EvalMORAAL: Interpretable Chain-of-Thought and LLM-as-Judge Evaluation for Moral Alignment in Large Language Models
Hadi Mohammadi, Anastasia Giachanou, Ayoub Bagheri
TL;DR
EvalMORAAL introduces a transparent framework for evaluating moral alignment in LLMs across cultures by combining a two-score system (log-probability and direct CoT score), a structured five-sample chain-of-thought protocol, and a model-as-Judge peer-review mechanism. Applying this to 20 models over 64 countries and 23 topics using WVS and PEW benchmarks, the study reports near-survey-aligned performance for top models (WVS $r \approx 0.90$, PEW $r \approx 0.86$) but reveals a substantial Western vs non-Western gap ($r$ about $0.82$ vs $0.61$). The results show direct scoring consistently outperforms log-probability by about $\Delta r \approx 0.098$, and that the LLM-as-Judge system provides scalable quality signals with a Fleiss’ $\kappa = 0.67$ and high peer-agreement correlating with alignment. Despite progress, violence-related topics remain the hardest, and region-specific safeguards are necessary for equitable deployment. The work offers benchmarks, reproducible prompts, and practical guidance for building culturally aware AI systems while highlighting open challenges in cross-cultural moral reasoning and data representativeness.
Abstract
We present EvalMORAAL, a transparent chain-of-thought (CoT) framework that uses two scoring methods (log-probabilities and direct ratings) plus a model-as-judge peer review to evaluate moral alignment in 20 large language models. We assess models on the World Values Survey (55 countries, 19 topics) and the PEW Global Attitudes Survey (39 countries, 8 topics). With EvalMORAAL, top models align closely with survey responses (Pearson's r approximately 0.90 on WVS).
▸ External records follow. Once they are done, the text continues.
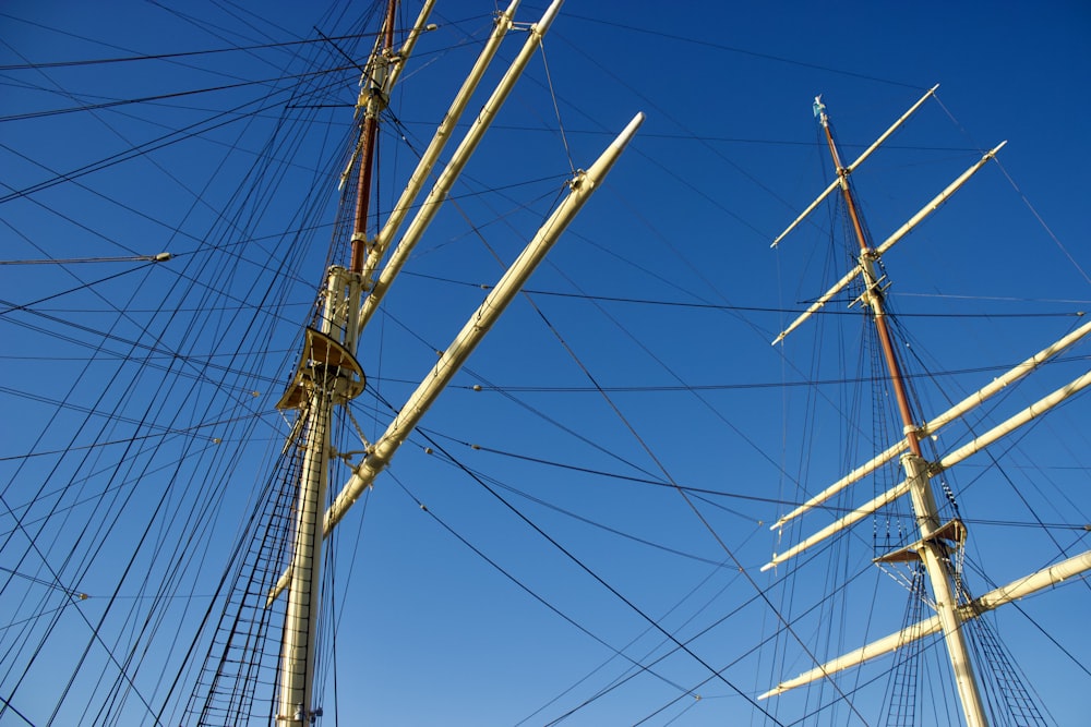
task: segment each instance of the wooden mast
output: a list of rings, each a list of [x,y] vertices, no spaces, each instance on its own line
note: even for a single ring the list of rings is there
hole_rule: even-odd
[[[300,409],[304,422],[303,469],[296,500],[288,603],[280,644],[276,723],[313,724],[322,715],[315,704],[314,670],[317,661],[317,622],[322,587],[322,512],[329,483],[331,429],[335,404],[345,404],[363,389],[363,374],[355,359],[372,160],[379,114],[386,107],[388,78],[394,62],[394,20],[397,0],[388,0],[383,31],[364,70],[360,98],[363,112],[357,171],[356,216],[349,269],[334,265],[326,274],[322,316],[317,330],[308,329],[296,376],[280,400],[283,409]],[[419,33],[418,19],[412,37]],[[349,325],[346,325],[349,324]]]
[[[351,177],[352,166],[357,171],[357,198],[349,267],[332,266],[326,275],[323,290],[323,312],[317,329],[308,328],[303,353],[296,375],[281,397],[279,409],[299,409],[301,425],[293,431],[304,433],[303,468],[297,498],[293,528],[291,562],[268,595],[268,604],[280,594],[287,593],[285,629],[281,641],[280,671],[276,723],[278,725],[313,724],[322,715],[322,708],[314,704],[313,678],[316,649],[316,626],[320,615],[320,568],[322,542],[345,511],[370,487],[374,476],[389,462],[395,451],[413,431],[417,422],[441,393],[451,378],[458,372],[475,347],[488,334],[506,306],[518,294],[523,284],[544,259],[547,253],[575,218],[591,194],[618,160],[622,150],[636,133],[644,120],[637,114],[625,130],[607,147],[587,171],[578,171],[570,180],[568,195],[544,222],[538,234],[527,244],[519,257],[507,269],[497,284],[485,298],[481,307],[471,315],[461,332],[448,347],[431,374],[418,387],[389,425],[386,434],[373,445],[364,443],[365,459],[352,467],[353,475],[343,487],[337,498],[325,513],[323,506],[329,480],[331,438],[333,412],[336,405],[347,404],[363,390],[363,372],[356,361],[356,348],[360,332],[367,323],[364,311],[372,312],[382,298],[382,291],[389,286],[400,269],[404,255],[411,249],[419,234],[431,220],[439,204],[447,196],[449,184],[457,179],[461,167],[472,154],[481,134],[488,129],[496,110],[503,104],[515,81],[526,66],[541,38],[549,29],[562,0],[553,0],[541,21],[529,27],[523,52],[512,63],[500,86],[478,114],[467,140],[455,153],[455,158],[441,175],[441,181],[430,195],[424,221],[413,221],[409,241],[403,240],[395,251],[394,260],[387,262],[384,277],[377,281],[374,275],[386,251],[391,238],[396,232],[412,198],[428,178],[429,170],[439,157],[470,95],[482,78],[484,69],[492,60],[496,48],[508,29],[513,27],[513,16],[519,0],[511,0],[507,11],[499,13],[494,33],[478,58],[478,63],[467,77],[452,105],[444,123],[440,125],[429,149],[423,155],[413,178],[407,185],[391,220],[380,233],[369,240],[367,235],[368,210],[371,192],[371,166],[374,157],[379,116],[386,108],[389,92],[404,62],[411,51],[417,37],[428,29],[428,15],[434,0],[425,0],[416,25],[408,34],[397,53],[394,52],[394,19],[397,0],[388,0],[385,25],[381,40],[364,71],[361,83],[358,112],[362,110],[360,141],[349,169],[343,177]],[[387,275],[388,274],[388,275]],[[367,302],[361,306],[361,296],[367,293]]]
[[[906,381],[898,362],[898,354],[894,348],[892,337],[887,326],[883,291],[875,270],[875,259],[877,256],[860,219],[860,213],[852,197],[852,189],[849,185],[849,170],[841,165],[837,144],[834,142],[834,134],[830,130],[829,117],[826,114],[826,107],[820,99],[822,97],[815,99],[815,114],[826,135],[826,143],[829,146],[830,156],[837,169],[838,185],[844,198],[849,217],[852,220],[853,232],[860,243],[860,267],[863,270],[864,277],[864,293],[862,298],[871,306],[874,314],[873,319],[879,346],[883,349],[887,373],[895,390],[898,411],[901,414],[901,423],[906,435],[906,445],[909,449],[908,452],[902,455],[901,464],[906,471],[913,512],[916,516],[916,524],[921,534],[916,552],[932,584],[933,596],[936,602],[936,614],[943,627],[944,640],[947,644],[947,653],[955,673],[956,688],[958,689],[967,725],[969,727],[984,727],[988,723],[985,718],[985,710],[981,692],[978,688],[978,680],[973,674],[973,664],[967,646],[966,634],[962,631],[963,619],[958,609],[958,592],[954,583],[951,549],[939,536],[942,526],[937,514],[935,497],[932,492],[928,464],[921,455],[921,445],[916,434],[919,425],[913,416],[909,397],[906,392]],[[959,526],[964,528],[961,523],[959,523]]]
Yet we find a clear regional difference: Western regions average r=0.82 while non-Western regions average r=0.61 (a 0.21 absolute gap), indicating consistent regional bias. Our framework adds three parts: (1) two scoring methods for all models to enable fair comparison, (2) a structured chain-of-thought protocol with self-consistency checks, and (3) a model-as-judge peer review that flags 348 conflicts using a data-driven threshold. Peer agreement relates to survey alignment (WVS r=0.74, PEW r=0.39, both p<.001), supporting automated quality checks. These results show real progress toward culture-aware AI while highlighting open challenges for use across regions.